The spring of 2012 started out very well in my garden and I was looking forward to a beautiful and lush year. For a variety of reasons, however, the summer turned my garden into a big disappointment. As the weather and other issues interfered, the garden suffered. At first I was disappointed and unhappy, but I finally decided that it was more productive to focus on what I could do now to make next year a great gardening year.With this year’s warm spring, I got an early start on yard work. I was optimistic that this year I would be able to keep up and have the best garden ever. Alas, it was not to be. May and June were taken up with finishing a book I edited with a friend of mine—a fully enjoyable project, but the amount of intense work involved limited my time in the garden. And then, in June, I had cataract surgery, after which I was not supposed to bend over or lift anything heavy for two weeks, so all I could manage was the little light pruning that could be done standing up. When I finally had more free time to devote to gardening, the weather scuttled my plans, with alternations of heat in the 90s and days of torrential rain, both of which kept me inside.
The odd weather was responsible for a number of disappointments. The lilacs, which reliably bloom around Mothers’ Day, had a very short season and were gone by the holiday. Clematis came and went with equal dispatch, as did the roses. The red roses, fortunately, rallied and gave a second show (despite the fact that their trellis fell down and had to be nailed back to the house, a task that involved many painful scratches from thorns). The June white roses were also short lived, but for some reason just last week decided that they owed me a second blooming, offering me both encouragement and pleasure. Strawberries and raspberries, however, produced almost no berries. The purple Concord and green grapes look good but don’t yet seem to have gotten the kind of weather that will make them sweet.
I finally identified the hateful vine that has been invading my yard for the past few years—swallow wart—and I have been on a mission to exterminate it. Apparently I am not the only one, for in my city and adjoining ones there are actually “vigilante” groups bent on its destruction. People walk through neighborhoods, talk to neighbors, and collect what pods they can that are in public places. Interestingly, we are told not to compost the pods and not to put them in the trash. The only suggestion is to burn them, but to the best of my knowledge burning them outside is illegal. I’m not sure what one is supposed to do with them—all I have come up with is putting them in plastic bags in the trash and feeling guilty.
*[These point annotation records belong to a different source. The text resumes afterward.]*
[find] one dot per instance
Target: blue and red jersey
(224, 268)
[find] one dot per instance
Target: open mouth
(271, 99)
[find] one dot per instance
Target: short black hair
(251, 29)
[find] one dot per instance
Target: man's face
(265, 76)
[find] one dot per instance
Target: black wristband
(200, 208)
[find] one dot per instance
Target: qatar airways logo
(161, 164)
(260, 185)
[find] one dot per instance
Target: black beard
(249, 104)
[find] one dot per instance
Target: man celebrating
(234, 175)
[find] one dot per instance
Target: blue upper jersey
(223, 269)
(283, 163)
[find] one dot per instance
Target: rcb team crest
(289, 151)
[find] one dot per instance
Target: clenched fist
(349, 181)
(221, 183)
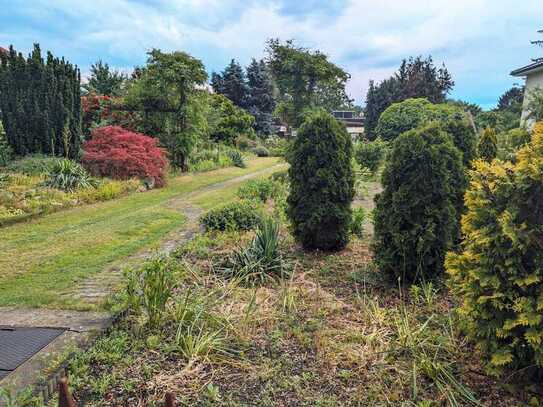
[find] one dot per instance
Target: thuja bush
(463, 136)
(68, 175)
(321, 183)
(498, 274)
(259, 190)
(416, 215)
(488, 144)
(122, 154)
(371, 154)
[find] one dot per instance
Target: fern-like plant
(237, 158)
(498, 275)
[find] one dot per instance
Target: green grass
(211, 199)
(51, 255)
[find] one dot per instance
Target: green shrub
(260, 151)
(260, 190)
(488, 145)
(410, 114)
(33, 164)
(150, 288)
(497, 276)
(233, 216)
(207, 159)
(261, 260)
(237, 158)
(370, 154)
(357, 223)
(510, 142)
(280, 176)
(416, 215)
(68, 175)
(321, 183)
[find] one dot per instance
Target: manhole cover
(17, 345)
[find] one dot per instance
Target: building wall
(533, 81)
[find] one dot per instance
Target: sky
(480, 41)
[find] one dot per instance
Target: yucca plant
(261, 260)
(68, 175)
(237, 158)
So, in preparation for the wonderful garden I will have next year, I have started madly weeding, pruning, taking stock, and making plans. I’m cleaning up the strawberry and raspberry beds. I’m encouraging a shaded area with sparse grass and a moderate amount of moss by pulling up the straggly grass and transplanting moss that is growing is less desirable locations such as the strawberry bed. I’ll let the grass and moss decide on the dividing line between them and support their decision. It’s been a wonderful year for ferns, with the consequence that they are overspreading a north side path so I am cutting back where I can. When they die back, I’ll go to work with my edger, define their limits, and dig up those that have spilled beyond their boundaries. There is a certain perversity in the fact that plants that don’t do well and those that do too well are both problems!
And I will relocate some of the lovely tall phlox that Karen gave me years ago. The pink ones have spread in just the right places. The few white ones, however, have spread willy-nilly. Since I have a particular weakness for the white ones, I am carefully marking them where they self-seeded and will gather them together in a single place to make a beautiful big white splash.